# Kubeflow Trainer: Local Training with Multiple Backends

This notebook demonstrates how to run Kubeflow Trainer locally using **three different backends** and shows how easy it is to switch between them.

## Available Backends

| Backend | Container Runtime | Distributed Training | Best For |
|---------|------------------|---------------------|----------|
| **Local Process** | None (native Python) | ❌ Single process only | Quick testing, debugging |
| **Docker** | Docker required | ✅ Multi-node (PyTorch DDP) | Standard container workflow |
| **Podman** | Podman required | ✅ Multi-node (PyTorch DDP) | Rootless containers, security |

## Prerequisites

- **All backends**: Python 3.8+
- **Local Process**: No additional requirements
- **Docker**: Docker Desktop or Docker Engine
- **Podman**: Podman installed

This example trains a CNN on the [Fashion MNIST](https://github.com/zalandoresearch/fashion-mnist) dataset using PyTorch.

## Install Kubeflow SDK

In [None]:
# Base installation (required)
%pip install -U kubeflow-trainer

# Optional extras for container backends:
# %pip install -U kubeflow[docker]  # For Docker
# %pip install -U kubeflow[podman]  # For Podman

## Define Training Functions

We define two training functions:

1. **Single-process** - For Local Process Backend (no distributed training)
2. **Distributed** - For Docker/Podman Backends (PyTorch DDP across multiple nodes)

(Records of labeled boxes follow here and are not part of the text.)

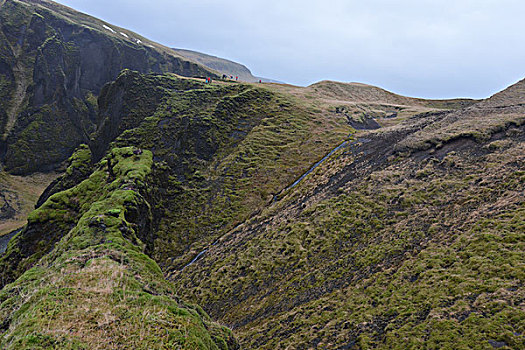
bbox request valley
[0,0,525,350]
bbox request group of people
[222,74,239,81]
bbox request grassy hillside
[0,65,496,348]
[0,147,238,349]
[0,0,216,175]
[170,82,525,349]
[173,49,259,82]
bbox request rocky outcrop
[0,0,215,174]
[0,147,235,350]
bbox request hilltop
[0,0,525,349]
[173,48,277,83]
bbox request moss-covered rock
[0,147,238,349]
[0,1,215,174]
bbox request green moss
[0,147,234,349]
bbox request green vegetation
[0,147,235,349]
[170,81,525,349]
[93,71,352,268]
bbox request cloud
[55,0,525,98]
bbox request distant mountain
[0,0,525,350]
[173,48,281,83]
[0,0,215,174]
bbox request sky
[54,0,525,98]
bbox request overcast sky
[55,0,525,98]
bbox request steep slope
[173,48,279,83]
[173,48,259,82]
[0,147,238,349]
[170,78,525,349]
[0,0,215,174]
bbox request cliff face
[0,0,215,174]
[170,81,525,349]
[0,147,238,349]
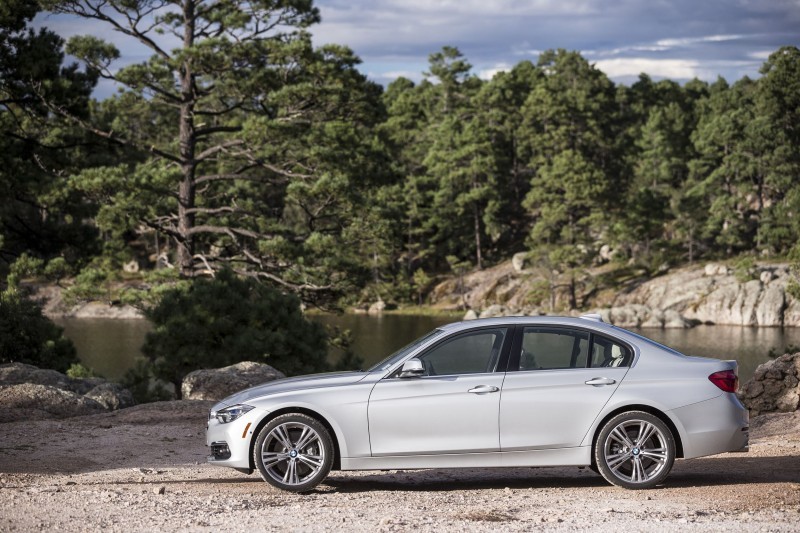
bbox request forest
[0,0,800,309]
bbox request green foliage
[66,363,100,379]
[0,288,77,372]
[142,270,327,390]
[0,0,800,308]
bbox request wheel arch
[249,407,342,470]
[592,404,683,464]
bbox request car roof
[439,315,624,333]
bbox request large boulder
[83,381,136,411]
[739,352,800,416]
[0,383,106,422]
[181,361,286,400]
[0,363,136,418]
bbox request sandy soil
[0,402,800,532]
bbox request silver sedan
[206,315,748,492]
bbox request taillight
[708,370,739,392]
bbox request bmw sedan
[206,315,748,492]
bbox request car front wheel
[253,413,334,492]
[594,411,675,489]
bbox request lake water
[57,315,800,383]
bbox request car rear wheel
[253,413,334,492]
[594,411,675,489]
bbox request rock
[738,352,800,417]
[367,300,386,315]
[0,363,136,411]
[84,382,136,411]
[756,284,786,326]
[664,309,694,329]
[0,383,106,422]
[511,252,528,274]
[0,363,75,392]
[479,304,508,318]
[181,361,286,400]
[461,309,478,320]
[703,263,728,276]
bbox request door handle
[584,378,617,387]
[467,385,500,394]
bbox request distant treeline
[0,0,800,304]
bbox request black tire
[594,411,675,489]
[253,413,334,492]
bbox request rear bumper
[671,393,750,459]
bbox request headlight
[209,404,253,424]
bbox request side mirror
[398,358,425,378]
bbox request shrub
[0,287,78,372]
[142,270,328,394]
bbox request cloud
[595,57,702,80]
[478,63,512,80]
[37,0,800,91]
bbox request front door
[500,327,632,451]
[368,328,508,456]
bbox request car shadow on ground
[144,456,800,494]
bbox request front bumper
[206,408,264,472]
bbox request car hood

### Single-Process Training Function

In [None]:
def train_single_process():
    """Train Fashion MNIST CNN - single process (no distributed)."""
    import torch
    import torch.nn.functional as F
    from torch import nn, optim
    from torch.utils.data import DataLoader
    from torchvision import datasets, transforms

    print(" Starting single-process training...")

    class Net(nn.Module):
        def __init__(self):
            super(Net, self).__init__()
            self.conv1 = nn.Conv2d(1, 20, 5, 1)
            self.conv2 = nn.Conv2d(20, 50, 5, 1)
            self.fc1 = nn.Linear(4 * 4 * 50, 500)
            self.fc2 = nn.Linear(500, 10)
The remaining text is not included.